Alongside the revisited classics, leathers and skins reflect the key Spring-Summer 2025 fashion trends. New directions include pale colors with artificial accents blending influences from the digital and cosmetics universes.

The digital world is also pushing the shift toward an intangible, impalpable aesthetic. Light shades such as Titanium Gray, Milky Yellow and Pearl Skin are sheathed in shimmering glosses, lacquered aspects and ultra-glossy gels, just like their avatars, developed in 3D.

A growing interest in skin care, meanwhile, plays out in chromatic choices and finishes inspired by make-up, which, when transposed onto leathers, are an invitation to explore silicon-like cosmetic textures, iridescent shimmers and pearlescent highlighters. Iridescent finishes and opalescent reflections enhance pastel shades, but here, without masking the natural qualities of the skin, with preserved surfaces animated by natural grains, crumpled effects or reptile-like embossing. These light tones ‘make up’ the skin and combine with sensual classic burgundy-red shades, updated this season in a dark fuchsia incarnation. Brightened for summer using gel-coated finishes, this lipstick shade displays its opulence through ultra-glossy pigmentation.

Sustainably Natural

The growing appetite over the past few seasons for a more natural look has seen a shift away from pigmented finishes to more transparent aniline and semi-aniline colors used to preserve the skin’s grain. On a broader front, the sustainable movement has turned the spotlight on sustainable color and finishes, with the aim of reducing chemical impact at every stage of the production process. Combined with sustainable tanning methods, these dyes and finishes are part of a circular process optimizing the product’s life cycle and making the material potentially recyclable. Promoting a product’s longevity favors colors that will improve over time, prioritizing natural shades and finishes for surfaces that develop a patina. The colors take on delicate nuances, shine or bleached effects, without diminishing the value or quality of the product.

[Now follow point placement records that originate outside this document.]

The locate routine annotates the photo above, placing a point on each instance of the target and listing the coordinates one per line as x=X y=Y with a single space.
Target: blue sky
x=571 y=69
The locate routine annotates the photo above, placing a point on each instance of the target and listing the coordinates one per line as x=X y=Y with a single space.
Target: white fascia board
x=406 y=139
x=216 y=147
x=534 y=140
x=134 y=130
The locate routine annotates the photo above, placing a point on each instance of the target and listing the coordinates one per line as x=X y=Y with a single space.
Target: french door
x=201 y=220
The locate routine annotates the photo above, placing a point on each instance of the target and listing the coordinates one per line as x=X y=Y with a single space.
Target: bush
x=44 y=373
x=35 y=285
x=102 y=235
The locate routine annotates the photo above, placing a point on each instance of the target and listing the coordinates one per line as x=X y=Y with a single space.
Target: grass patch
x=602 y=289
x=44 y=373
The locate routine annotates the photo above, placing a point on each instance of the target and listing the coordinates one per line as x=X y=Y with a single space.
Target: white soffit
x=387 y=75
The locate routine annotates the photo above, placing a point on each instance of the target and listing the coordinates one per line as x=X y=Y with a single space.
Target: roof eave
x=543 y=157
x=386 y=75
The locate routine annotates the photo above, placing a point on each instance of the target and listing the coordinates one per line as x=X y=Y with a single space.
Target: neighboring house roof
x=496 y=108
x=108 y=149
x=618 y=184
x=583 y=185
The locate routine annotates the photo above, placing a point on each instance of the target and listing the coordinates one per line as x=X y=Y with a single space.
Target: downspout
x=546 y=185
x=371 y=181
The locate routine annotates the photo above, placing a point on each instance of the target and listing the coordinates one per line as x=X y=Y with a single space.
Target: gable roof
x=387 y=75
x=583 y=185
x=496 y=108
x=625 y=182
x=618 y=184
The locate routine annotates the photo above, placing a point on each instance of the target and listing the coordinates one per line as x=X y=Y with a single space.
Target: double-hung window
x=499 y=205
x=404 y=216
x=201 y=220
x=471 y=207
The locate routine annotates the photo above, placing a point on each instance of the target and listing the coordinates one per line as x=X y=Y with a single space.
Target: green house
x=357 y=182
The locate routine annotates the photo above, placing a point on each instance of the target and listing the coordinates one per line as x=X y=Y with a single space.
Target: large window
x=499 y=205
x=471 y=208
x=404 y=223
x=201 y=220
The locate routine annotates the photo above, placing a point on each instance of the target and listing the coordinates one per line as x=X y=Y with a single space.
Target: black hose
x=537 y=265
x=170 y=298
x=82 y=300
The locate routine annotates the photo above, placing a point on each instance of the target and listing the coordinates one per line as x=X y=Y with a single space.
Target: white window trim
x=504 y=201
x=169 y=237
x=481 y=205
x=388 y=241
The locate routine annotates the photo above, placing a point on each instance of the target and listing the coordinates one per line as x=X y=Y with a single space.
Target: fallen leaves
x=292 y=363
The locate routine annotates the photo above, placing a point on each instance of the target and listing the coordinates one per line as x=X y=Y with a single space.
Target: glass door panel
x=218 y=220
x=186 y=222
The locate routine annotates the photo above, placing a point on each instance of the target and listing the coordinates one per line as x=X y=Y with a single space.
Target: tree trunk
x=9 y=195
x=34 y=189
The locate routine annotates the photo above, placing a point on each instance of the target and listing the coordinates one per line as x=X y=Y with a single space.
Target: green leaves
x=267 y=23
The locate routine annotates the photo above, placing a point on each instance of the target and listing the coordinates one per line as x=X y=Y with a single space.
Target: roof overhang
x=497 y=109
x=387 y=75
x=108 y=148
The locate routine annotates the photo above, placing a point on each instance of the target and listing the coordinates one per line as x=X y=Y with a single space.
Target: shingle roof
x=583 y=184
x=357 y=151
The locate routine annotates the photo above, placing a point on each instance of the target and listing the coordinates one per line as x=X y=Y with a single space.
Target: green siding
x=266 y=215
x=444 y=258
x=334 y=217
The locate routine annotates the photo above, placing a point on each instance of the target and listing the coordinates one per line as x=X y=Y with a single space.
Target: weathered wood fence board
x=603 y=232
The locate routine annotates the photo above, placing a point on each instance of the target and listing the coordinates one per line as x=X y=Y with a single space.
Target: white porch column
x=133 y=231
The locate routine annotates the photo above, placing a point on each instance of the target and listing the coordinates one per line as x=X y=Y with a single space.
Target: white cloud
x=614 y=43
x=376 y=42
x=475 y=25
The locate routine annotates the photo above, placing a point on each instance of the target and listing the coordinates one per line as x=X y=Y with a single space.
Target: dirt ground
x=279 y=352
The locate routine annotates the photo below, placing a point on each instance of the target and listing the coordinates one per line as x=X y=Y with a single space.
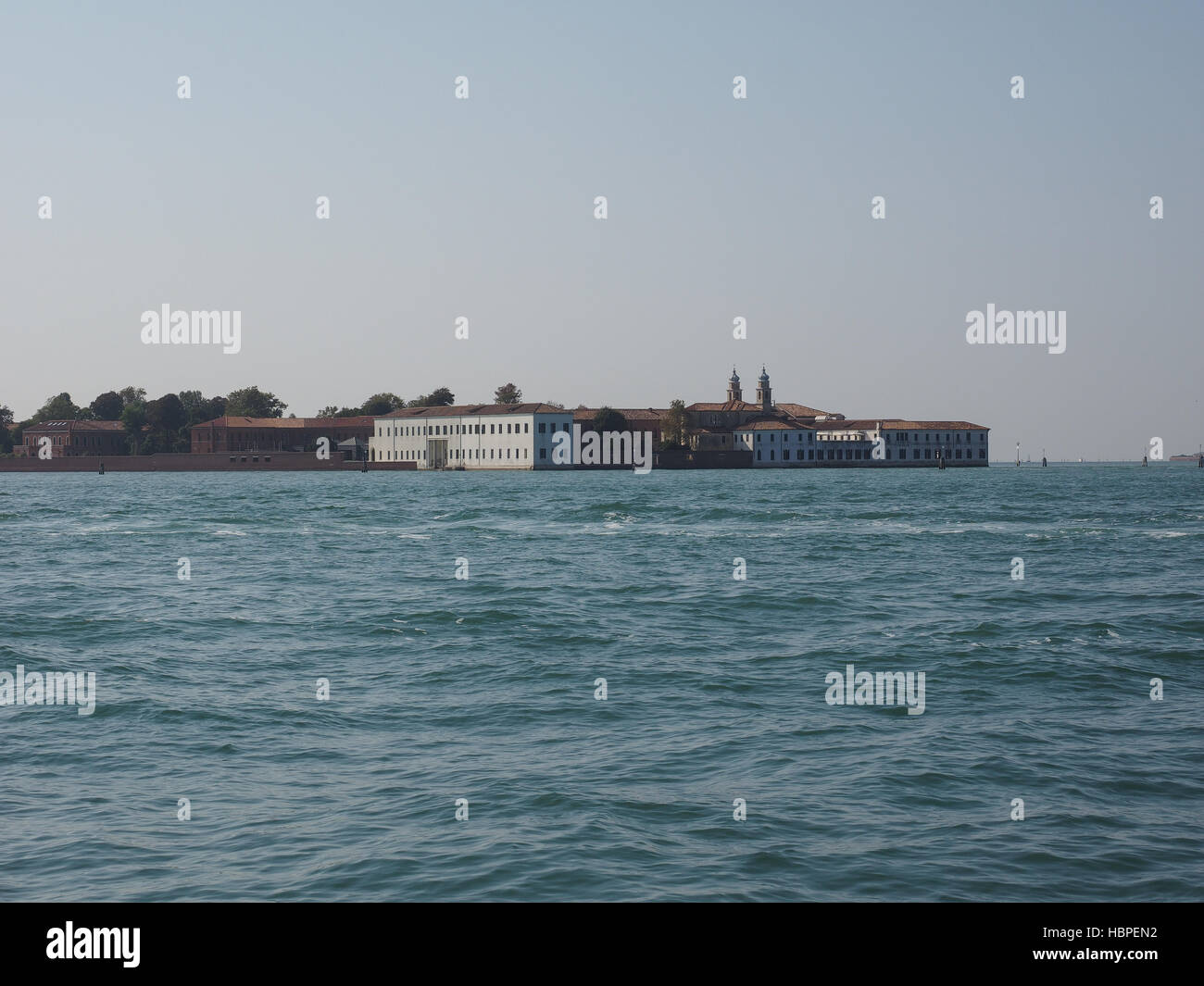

Vegetable tanning is particularly good in this approach to color, allowing us to rediscover natural shades and explore the natural dyeing power of plant extracts. The natural beige and brown shades of the SS25 range evoke new-gen basanes, with tones obtained from coffee, tea or grape extracts. The tanning properties of these extracts means that re-tanning and dyeing can be combined, eliminating a stage in the process.

Certain shades, such as N°25 Fermented Green, appear to come directly from living organisms, reflecting the mood for naturalness. Combined with sanded finishes, these tones are nuanced and whitened for a washed look that evolves over time. 

Finally, the Turquoise Enzyme and Solar Yellow colors of Summer 25 combine naturalness and intensity, without the need for over-pigmentation. The season’s delicately irregular leathers – granite-effect nubucks, soft full-grain leathers in matte versions or with a fine luster on the surface of the grain – embrace their natural qualities and preserve their radiance. Vivid and stable, these colors can be obtained thanks to new-gen vegetable and metal-free tanning methods featuring tannins made from bio-sourced tanning agents and waste products from the agricultural industry.

Endless Variety

Placed between the material and the finish, a single color offers an endless variety of tones. A grainy texture, a polished surface, shine and patina are all ways to capture light, multiplying the range of chromatic nuances.